Neil enters the cab.

"59th and Lexington, please."

"Sure thing.  You in town for a convention?"

"No, just visiting.  I’m meeting some of my blogging friends."

"Yeah?  You’re a blogger?  You know any Asian bloggers?"

"A few.  Why?"

"It’s just… Asians are the worst drivers.  I was wondering what type of bloggers they are?"

"This isn’t being recorded or anything?"

"Nah, nah, nah."

"So, I can be open with you?"

"Sure thing."

"Asians are as bad blogging as they are driving.  Especially those Koreans.  I don’t care if Jackie Chan is Korean.  They come to this country and think they can blog like everyone else."

"I hear you, buddy.  At least there aren’t any black bloggers."

"Unfortunately, there are.   Tons of them.   I don’t even understand half the stuff they write.  It’s always about rap music and big butts.  Sometimes, they don’t even tell you that they’re black and you’re reading them every day until they publish a photo of themselves and it’s like, "Holy shit, that motherfucker is as black as my leather jacket.""

"Holy shit is right.  They should make you post a photo so you can see who the blogger really is."

"Maybe it would work for the blacks, but what about the Jews.  Nowadays, Jews don’t even look like Jews anymore, with all that kabbalah crap going on."

"Oh, man, don’t get me started on those Jews."

"The Jews suck, man.  And I should know.  I’m Jewish myself.   You want a pain in the ass for the rest of your life, you marry a Jewish woman.  "Neilochka, fix my computer.  Neilochka, I bought you new pants.  Neilochka, eat my borscht."  They’ll drive you so crazy, you’ll want to hit your head on the mezzuzah!" 

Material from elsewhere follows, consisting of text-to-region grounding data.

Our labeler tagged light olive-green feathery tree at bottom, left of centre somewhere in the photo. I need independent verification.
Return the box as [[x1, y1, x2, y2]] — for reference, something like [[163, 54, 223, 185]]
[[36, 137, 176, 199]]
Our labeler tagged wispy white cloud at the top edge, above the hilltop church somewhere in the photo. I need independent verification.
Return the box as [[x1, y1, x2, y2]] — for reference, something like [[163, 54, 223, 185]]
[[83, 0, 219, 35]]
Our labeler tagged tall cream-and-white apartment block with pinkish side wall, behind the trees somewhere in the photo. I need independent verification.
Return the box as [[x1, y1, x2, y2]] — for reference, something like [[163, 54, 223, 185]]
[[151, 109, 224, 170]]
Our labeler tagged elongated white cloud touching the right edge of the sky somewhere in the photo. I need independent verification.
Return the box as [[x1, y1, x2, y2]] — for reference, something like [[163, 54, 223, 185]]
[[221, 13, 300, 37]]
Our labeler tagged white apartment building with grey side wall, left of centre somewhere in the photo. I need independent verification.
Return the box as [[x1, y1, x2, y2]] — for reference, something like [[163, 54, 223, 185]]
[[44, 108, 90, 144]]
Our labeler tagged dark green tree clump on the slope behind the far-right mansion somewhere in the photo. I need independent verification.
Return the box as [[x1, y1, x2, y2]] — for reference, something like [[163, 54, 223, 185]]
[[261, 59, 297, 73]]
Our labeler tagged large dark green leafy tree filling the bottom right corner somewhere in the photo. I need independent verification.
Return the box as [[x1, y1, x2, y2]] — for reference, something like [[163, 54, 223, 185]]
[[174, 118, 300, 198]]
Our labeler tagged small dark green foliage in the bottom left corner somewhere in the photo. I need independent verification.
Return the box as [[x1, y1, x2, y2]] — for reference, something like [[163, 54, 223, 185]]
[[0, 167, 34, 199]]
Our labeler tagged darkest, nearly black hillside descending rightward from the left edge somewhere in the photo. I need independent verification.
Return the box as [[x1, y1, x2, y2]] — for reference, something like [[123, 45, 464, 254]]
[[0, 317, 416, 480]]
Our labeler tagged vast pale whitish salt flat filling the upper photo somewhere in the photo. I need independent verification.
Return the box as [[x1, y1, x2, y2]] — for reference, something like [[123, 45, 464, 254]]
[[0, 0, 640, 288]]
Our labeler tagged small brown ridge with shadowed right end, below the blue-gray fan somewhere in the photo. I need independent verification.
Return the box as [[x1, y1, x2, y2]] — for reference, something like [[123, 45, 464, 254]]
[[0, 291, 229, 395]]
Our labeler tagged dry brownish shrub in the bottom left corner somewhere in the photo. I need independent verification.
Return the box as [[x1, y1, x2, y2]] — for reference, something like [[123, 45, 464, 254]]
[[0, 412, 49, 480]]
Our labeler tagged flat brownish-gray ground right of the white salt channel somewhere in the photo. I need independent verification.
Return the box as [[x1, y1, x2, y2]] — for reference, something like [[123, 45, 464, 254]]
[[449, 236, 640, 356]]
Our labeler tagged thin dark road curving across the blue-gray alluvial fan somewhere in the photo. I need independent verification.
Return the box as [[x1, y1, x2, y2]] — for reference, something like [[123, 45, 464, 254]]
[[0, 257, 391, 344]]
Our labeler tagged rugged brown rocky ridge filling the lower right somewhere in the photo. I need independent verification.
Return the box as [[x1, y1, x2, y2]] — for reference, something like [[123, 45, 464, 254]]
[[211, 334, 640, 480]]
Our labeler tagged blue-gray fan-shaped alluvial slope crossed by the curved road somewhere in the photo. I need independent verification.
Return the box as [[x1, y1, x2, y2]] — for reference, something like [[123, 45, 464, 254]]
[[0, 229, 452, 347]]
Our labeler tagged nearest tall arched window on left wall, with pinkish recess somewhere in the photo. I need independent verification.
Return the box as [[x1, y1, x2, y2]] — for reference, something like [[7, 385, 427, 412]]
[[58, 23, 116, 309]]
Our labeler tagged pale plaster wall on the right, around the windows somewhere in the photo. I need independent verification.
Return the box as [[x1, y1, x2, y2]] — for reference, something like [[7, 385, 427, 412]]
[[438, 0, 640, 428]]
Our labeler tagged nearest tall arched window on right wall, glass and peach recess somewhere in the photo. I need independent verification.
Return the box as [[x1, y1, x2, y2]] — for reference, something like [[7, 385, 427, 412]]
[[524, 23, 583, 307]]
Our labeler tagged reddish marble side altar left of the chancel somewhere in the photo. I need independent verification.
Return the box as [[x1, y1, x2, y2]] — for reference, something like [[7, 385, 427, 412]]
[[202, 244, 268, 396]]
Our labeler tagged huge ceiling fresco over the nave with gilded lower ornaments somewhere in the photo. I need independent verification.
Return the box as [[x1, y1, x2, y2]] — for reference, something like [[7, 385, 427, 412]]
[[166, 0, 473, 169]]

"Man, oh Manischewitz.  Hey, tell me.  Is it true that Jews control all the money in the world and run the entertainment, medical, and legal fields?"

"Yes.  They’d run the blogging world, too — but they ain’t stupid.  There’s no money in it!"

"So, who runs the blogging world?"

"Who do you think? — the Pakistanis!"

The cab suddenly pulls over to the curb.

"Hey — why are you stopping the car?"

A camera crew approaches, along with John Quinones.

"Hello, I’m John Quinones of ABC’s Primetime and we’re conducting a experiment to see how people respond to a racist cabbie."

"What are you — a fucking Puerto Rican?" 

"You realize that this is being recorded and will be watched by millions of Americans…?"

"It will?  www.citizenofthemonth.com!  Come one, come all — even the Koreans!  I really do love Jackie Chan!"